There has been speculation that the Olympic flame will be placed on the Eiffel Tower, but the president of the organizing committee, Tony Estanguet, told a press conference the final destination had not been decided.
"The Eiffel Tower has not been decided as the lighting location for the cauldron," he said.
A novelty this time is "collective relays", which could be groups of up to 24 people, with one carrying the torch.
There will be 3,000 collective and 7,000 individual torchbearers, including equal numbers of men and women aged 15 and over.
Each torchbearer will carry the flame for around 4 minutes over a distance of 200 meters.
A third of the torchbearers will be selected by the organizing committee and the sports bodies, another third by relay sponsors Coca-Cola and French bank BPCE, another third by other Olympic partners, and the final 10 percent by the regions hosting the relay.
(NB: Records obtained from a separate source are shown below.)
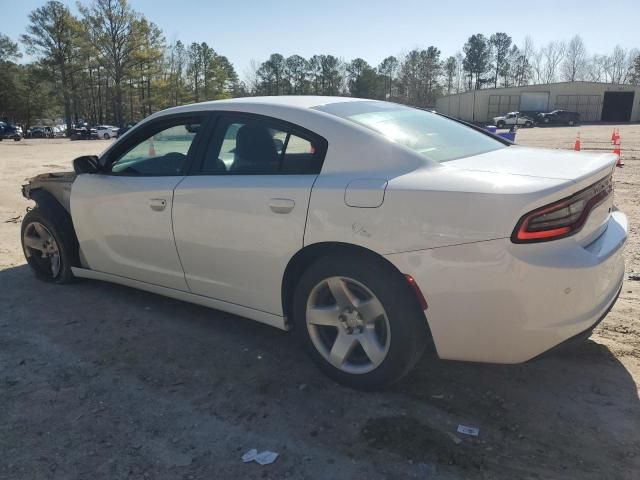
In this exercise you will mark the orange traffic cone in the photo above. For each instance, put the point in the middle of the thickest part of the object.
(615, 135)
(618, 151)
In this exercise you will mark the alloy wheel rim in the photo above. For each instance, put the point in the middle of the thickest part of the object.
(39, 242)
(348, 325)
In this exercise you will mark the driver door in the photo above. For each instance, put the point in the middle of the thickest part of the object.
(123, 215)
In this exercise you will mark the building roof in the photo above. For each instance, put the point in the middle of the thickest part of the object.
(549, 85)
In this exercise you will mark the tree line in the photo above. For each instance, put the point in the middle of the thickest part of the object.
(110, 64)
(419, 76)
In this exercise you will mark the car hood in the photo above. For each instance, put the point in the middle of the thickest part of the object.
(539, 162)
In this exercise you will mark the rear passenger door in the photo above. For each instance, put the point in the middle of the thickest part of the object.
(122, 215)
(240, 216)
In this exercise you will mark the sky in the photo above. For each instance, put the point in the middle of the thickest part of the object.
(372, 29)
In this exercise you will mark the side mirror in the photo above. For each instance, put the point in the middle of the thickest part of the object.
(86, 164)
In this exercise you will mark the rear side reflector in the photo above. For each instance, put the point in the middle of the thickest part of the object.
(416, 289)
(562, 218)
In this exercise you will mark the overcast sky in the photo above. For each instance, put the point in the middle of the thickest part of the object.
(371, 29)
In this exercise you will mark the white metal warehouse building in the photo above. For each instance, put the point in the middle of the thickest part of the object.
(595, 102)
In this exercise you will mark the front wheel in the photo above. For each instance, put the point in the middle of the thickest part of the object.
(359, 321)
(48, 247)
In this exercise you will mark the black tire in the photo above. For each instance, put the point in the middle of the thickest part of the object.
(409, 330)
(60, 227)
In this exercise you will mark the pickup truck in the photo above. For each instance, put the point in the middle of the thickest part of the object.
(510, 119)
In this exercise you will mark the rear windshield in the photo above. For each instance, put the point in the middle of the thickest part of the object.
(433, 136)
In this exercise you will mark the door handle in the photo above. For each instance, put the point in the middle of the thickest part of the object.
(157, 204)
(281, 205)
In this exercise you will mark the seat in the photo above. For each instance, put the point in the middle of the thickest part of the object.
(255, 151)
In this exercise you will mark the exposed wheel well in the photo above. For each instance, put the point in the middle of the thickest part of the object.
(309, 254)
(48, 203)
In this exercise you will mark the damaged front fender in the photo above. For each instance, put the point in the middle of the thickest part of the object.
(58, 185)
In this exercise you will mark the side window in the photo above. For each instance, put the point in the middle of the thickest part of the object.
(253, 147)
(163, 152)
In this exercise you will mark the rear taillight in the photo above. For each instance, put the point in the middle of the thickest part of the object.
(562, 218)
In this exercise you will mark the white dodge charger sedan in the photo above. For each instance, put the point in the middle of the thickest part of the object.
(369, 229)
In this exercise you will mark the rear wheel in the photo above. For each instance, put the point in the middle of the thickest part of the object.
(359, 321)
(47, 247)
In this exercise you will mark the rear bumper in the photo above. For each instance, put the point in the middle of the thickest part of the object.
(496, 301)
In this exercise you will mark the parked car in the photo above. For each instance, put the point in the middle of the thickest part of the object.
(40, 132)
(559, 117)
(513, 118)
(58, 131)
(10, 132)
(83, 133)
(126, 128)
(368, 228)
(106, 131)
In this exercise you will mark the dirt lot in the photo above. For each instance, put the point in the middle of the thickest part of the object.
(100, 381)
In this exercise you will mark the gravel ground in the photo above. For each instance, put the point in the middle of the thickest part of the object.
(101, 381)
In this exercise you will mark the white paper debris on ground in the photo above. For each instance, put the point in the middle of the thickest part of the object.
(473, 431)
(454, 438)
(263, 458)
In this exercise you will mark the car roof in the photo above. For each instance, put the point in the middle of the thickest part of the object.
(282, 102)
(296, 101)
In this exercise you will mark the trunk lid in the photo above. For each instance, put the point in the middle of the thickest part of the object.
(579, 170)
(578, 167)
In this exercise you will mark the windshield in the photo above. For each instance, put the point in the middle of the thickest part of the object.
(432, 136)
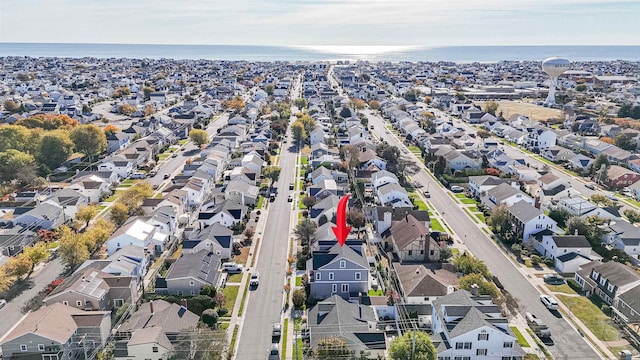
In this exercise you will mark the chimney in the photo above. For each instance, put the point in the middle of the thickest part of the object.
(475, 290)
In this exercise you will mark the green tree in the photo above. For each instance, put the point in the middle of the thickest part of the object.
(86, 212)
(491, 107)
(14, 137)
(12, 106)
(147, 90)
(55, 148)
(632, 215)
(18, 266)
(468, 264)
(119, 213)
(199, 137)
(18, 166)
(305, 230)
(299, 297)
(500, 221)
(89, 139)
(299, 134)
(272, 173)
(331, 348)
(36, 254)
(210, 318)
(356, 219)
(415, 345)
(485, 287)
(71, 248)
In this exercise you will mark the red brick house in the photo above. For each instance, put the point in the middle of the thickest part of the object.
(619, 177)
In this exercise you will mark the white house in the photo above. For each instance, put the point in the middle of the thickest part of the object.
(393, 195)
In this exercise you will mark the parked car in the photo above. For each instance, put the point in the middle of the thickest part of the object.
(274, 352)
(231, 267)
(276, 330)
(549, 302)
(255, 279)
(553, 279)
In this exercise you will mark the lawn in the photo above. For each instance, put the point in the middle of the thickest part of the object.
(521, 340)
(591, 316)
(435, 225)
(564, 288)
(230, 295)
(285, 327)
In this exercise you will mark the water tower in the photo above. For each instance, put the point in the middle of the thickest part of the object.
(554, 67)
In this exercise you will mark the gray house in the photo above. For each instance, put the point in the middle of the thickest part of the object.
(190, 273)
(56, 332)
(338, 271)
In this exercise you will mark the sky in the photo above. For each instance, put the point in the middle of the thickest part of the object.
(323, 22)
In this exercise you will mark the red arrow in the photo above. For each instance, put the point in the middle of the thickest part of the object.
(342, 230)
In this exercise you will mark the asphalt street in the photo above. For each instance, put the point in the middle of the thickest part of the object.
(265, 303)
(567, 342)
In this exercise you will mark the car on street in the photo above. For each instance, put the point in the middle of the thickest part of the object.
(276, 330)
(553, 279)
(274, 352)
(549, 302)
(255, 279)
(231, 267)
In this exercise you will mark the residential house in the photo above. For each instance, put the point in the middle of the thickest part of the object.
(527, 220)
(423, 283)
(606, 280)
(190, 273)
(354, 323)
(56, 332)
(340, 270)
(216, 238)
(411, 242)
(94, 290)
(467, 326)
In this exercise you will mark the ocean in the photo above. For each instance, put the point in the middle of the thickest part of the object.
(458, 54)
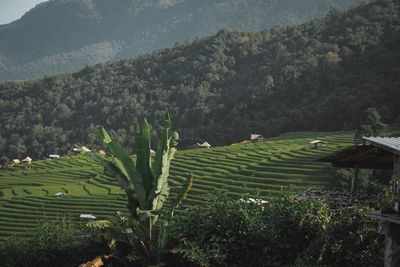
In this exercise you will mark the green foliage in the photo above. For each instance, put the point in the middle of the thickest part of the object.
(105, 32)
(285, 232)
(320, 75)
(343, 177)
(78, 176)
(350, 239)
(51, 243)
(226, 232)
(371, 125)
(146, 187)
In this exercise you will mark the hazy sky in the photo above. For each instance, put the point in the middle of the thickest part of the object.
(11, 10)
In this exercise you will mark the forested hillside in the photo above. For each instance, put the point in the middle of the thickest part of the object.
(320, 75)
(62, 35)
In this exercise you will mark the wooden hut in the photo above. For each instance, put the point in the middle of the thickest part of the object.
(256, 138)
(377, 153)
(318, 144)
(54, 156)
(27, 160)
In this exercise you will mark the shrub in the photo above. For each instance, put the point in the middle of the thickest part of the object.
(226, 232)
(52, 243)
(235, 233)
(350, 239)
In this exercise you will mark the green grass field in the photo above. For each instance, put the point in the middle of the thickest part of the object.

The International Olympic Committee forbids elected officials and religious figures carrying the flame.
Some French departments refused to take part, deeming the 180,000-euro ($193,000) cost prohibitive.
The organizers said there would be "an itinerant bubble" of security around the flame provided by the French gendarmes, police and local security forces.
The Paralympic torch relay, which will arrive in Paris on August 28 for the opening of the Paralympic Games, will involve 1,000 torchbearers, and will be shorter.
The record for most torch bearers is 20,000 ahead of the Beijing summer Games in 2008. That relay passed through 19 countries, where it was carried by more than 1,300 bearers, before reaching China. It covered a total of 85,000 miles on its 130-day journey.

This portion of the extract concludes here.